Here is a general way of getting a table with bytea
data from postgres into a similar Oracle table with a blob
.
It should be trivial to adapt my test to your real tables, and you should probably increase the size of the 'chunks' that I used to keep the output readable, from 20 to something more like the 2000 limit for string literals (4000/2 as each byte is 2 bytes hex).
1) postgres
testbed:
begin;
set role dba;
create role stack;
grant stack to dba;
create schema authorization stack;
set role stack;
--
create function random_bytea(p_length in integer)

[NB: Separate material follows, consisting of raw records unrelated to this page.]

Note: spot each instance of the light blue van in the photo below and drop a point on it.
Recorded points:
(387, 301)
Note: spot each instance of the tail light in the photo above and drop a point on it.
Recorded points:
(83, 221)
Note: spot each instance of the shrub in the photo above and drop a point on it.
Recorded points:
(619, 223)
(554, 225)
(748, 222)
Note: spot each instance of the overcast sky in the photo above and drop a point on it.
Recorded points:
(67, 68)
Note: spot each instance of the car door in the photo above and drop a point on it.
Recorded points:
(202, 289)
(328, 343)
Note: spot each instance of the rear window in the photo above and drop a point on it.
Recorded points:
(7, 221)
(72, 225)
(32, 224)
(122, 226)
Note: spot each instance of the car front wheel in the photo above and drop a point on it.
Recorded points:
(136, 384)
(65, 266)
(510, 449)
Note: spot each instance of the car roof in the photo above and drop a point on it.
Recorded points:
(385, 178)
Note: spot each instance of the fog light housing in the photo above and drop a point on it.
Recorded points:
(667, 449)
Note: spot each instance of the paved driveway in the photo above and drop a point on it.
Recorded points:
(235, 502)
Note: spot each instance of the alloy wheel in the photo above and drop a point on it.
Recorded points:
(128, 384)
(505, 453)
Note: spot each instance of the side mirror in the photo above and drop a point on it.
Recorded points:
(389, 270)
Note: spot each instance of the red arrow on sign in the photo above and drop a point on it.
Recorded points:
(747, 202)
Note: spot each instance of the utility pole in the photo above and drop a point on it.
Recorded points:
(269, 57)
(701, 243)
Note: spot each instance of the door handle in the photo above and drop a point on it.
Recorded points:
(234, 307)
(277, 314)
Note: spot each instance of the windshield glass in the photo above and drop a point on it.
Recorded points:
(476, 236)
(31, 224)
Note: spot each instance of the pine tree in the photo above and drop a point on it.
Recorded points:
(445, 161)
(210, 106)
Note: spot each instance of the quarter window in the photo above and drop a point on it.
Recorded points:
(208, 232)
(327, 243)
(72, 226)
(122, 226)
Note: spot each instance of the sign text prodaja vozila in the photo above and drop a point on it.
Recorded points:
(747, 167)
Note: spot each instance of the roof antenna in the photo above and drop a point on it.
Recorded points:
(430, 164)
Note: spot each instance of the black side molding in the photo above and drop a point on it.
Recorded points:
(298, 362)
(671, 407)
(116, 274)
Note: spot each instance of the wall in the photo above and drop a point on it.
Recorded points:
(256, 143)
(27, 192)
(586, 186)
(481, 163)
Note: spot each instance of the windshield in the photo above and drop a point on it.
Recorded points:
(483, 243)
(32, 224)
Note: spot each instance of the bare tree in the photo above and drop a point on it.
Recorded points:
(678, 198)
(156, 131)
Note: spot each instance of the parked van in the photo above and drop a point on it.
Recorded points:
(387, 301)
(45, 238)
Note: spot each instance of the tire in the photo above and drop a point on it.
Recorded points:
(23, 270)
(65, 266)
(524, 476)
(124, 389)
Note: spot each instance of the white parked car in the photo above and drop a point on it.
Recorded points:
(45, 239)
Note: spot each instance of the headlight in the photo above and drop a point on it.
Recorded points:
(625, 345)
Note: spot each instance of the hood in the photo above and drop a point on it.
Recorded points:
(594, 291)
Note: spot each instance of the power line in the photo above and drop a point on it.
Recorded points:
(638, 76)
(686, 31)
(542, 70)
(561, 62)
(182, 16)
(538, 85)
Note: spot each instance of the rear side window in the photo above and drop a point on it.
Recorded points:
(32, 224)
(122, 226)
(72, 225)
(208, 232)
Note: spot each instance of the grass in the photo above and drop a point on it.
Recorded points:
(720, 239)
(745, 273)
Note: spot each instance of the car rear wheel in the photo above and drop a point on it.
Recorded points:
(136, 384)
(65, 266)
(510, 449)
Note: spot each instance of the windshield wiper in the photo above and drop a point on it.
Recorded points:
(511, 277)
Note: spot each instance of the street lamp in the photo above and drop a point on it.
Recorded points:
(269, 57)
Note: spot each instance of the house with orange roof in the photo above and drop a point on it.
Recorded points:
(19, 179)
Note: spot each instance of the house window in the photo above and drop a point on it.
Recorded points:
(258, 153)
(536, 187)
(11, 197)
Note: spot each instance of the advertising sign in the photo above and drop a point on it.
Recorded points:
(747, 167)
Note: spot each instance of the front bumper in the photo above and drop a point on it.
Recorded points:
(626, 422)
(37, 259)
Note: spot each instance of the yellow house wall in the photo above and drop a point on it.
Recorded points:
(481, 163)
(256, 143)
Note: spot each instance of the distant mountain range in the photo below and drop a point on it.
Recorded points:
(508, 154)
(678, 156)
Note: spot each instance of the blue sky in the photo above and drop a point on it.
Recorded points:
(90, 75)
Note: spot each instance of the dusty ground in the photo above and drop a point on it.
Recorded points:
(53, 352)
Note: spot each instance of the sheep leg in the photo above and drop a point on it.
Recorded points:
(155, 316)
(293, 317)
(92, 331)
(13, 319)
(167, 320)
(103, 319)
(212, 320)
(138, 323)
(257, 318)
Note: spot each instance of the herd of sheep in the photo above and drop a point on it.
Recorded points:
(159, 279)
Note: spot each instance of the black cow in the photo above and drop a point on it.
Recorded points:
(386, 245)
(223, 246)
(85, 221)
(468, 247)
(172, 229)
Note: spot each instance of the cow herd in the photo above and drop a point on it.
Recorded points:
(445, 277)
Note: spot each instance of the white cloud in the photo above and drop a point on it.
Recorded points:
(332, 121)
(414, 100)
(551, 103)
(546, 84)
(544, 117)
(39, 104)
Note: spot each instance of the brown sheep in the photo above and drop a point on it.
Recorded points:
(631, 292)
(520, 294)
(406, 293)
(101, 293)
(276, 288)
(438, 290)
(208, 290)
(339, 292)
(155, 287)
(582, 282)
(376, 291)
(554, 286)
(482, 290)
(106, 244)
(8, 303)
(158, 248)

returns bytea language plpgsql set search_path to 'stack' as $$
declare
o bytea := '';
begin
for i in 1..p_length loop
o := o||decode(lpad(to_hex(width_bucket(random(), 0, 1, 256)-1),2,'0'), 'hex');
end loop;
return o;
end;$$;
--
create function bytea_to_oracle_sql(p_id in integer, p_data in bytea)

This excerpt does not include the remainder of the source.